Erano vicini ai loro compagni, uniti verso un obbiettivo che era quello di rivendicare il Cinema come proprio linguaggio, come medium di richiamo universale. Quel codice transnazionale che non si era estromesso dalla creazione di miti e di moti rivoluzionari. Il Cinema aveva contribuito a diffondere le idee del 1968. Lo aveva fatto attraverso il messaggio filmico, attraverso il mezzo cinematografico e attraverso i luoghi “incubatore” come le associazioni culturali, i cineforum, i cineclub, che altro non erano che fertili palestre di riflessione, discussione e confronto politico, frequentate assiduamente dai giovani degli anni’60.
Non erano professionisti del settore, non erano grandi registi, autori, sceneggiatori, non erano membri dell’ANAC, quelli c’erano, ma in quel momento si trovavano all’interno delle strutture della Biennale a cercare di rintracciare un punto di incontro con il direttore Luigi Chiarini e la presidenza del festival per gestire in comunione la mostra del cinema.
Loro, gli studenti, se ne stavano fuori ad aspettare, a ricordare quei coetanei che già si erano o si sarebbero battuti per la stessa causa alla Mostra del cinema di Pesaro, a Cannes, a Berlino, Locarno e San Sebastian.
“E’ necessario strappare la maschera della Borghesia, anche con il pugnale della macchina da presa” Goffredo Fofi, critico cinematografico.
Tra questi giovani c’erano Franco detto “Pacio” e Ettore, meglio noto come “Il Vignetta”. Avevano diciotto il primo e ventitrè anni il secondo. Li si vedeva sempre insieme, dov’era l’uno, l’altro sarebbe presto arrivato, dove andava l’uno l’altro era già lì a precederlo.
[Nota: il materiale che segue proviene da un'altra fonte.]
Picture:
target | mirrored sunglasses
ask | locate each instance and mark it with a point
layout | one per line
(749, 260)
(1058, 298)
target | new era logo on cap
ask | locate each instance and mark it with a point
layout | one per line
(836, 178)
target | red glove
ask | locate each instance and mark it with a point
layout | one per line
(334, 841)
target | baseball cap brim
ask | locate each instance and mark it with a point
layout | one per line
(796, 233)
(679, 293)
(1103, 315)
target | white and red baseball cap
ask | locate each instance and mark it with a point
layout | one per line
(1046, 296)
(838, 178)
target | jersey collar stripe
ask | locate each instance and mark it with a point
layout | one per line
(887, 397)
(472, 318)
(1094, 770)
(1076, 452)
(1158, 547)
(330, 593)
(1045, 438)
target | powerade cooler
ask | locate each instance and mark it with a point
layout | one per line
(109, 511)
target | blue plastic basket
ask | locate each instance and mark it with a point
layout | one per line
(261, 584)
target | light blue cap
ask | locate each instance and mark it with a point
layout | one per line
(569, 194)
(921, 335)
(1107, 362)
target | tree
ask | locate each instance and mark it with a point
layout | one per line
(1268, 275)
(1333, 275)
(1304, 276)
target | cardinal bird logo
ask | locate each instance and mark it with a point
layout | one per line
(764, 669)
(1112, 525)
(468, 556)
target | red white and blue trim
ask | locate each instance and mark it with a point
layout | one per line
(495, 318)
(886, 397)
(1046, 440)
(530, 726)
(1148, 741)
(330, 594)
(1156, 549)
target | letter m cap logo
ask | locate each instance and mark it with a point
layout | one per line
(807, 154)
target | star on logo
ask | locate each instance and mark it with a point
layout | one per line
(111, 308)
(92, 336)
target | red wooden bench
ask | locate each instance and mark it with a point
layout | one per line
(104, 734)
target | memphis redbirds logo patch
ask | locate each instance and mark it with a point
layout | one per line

Il Maggio trascorso avevano portato il loro supporto a quegli studenti barricati oramai da mesi all’Accademia di Belle Arti di Venezia, e nel Giugno seguente erano tornati nella Serenissima per prendere parte al gruppo di manifestanti intenzionati ad occupare i luoghi simbolo della regina dell’Adriatico, riscontrando ben poco successo a causa del presidio di numerosi agenti della polizia che si affrettarono ad evacuare e sbarrare gli accessi. Quello stesso giorno un corteo, al quale presero parte anche loro, si diresse verso Piazza San Marco ed un gruppo di manifestanti riuscì a raggiungere il pennone di centro, issando in cima una bandiera Rossa. Ricordi recenti che riaffioravano per consolarli ed alimentare il loro credo.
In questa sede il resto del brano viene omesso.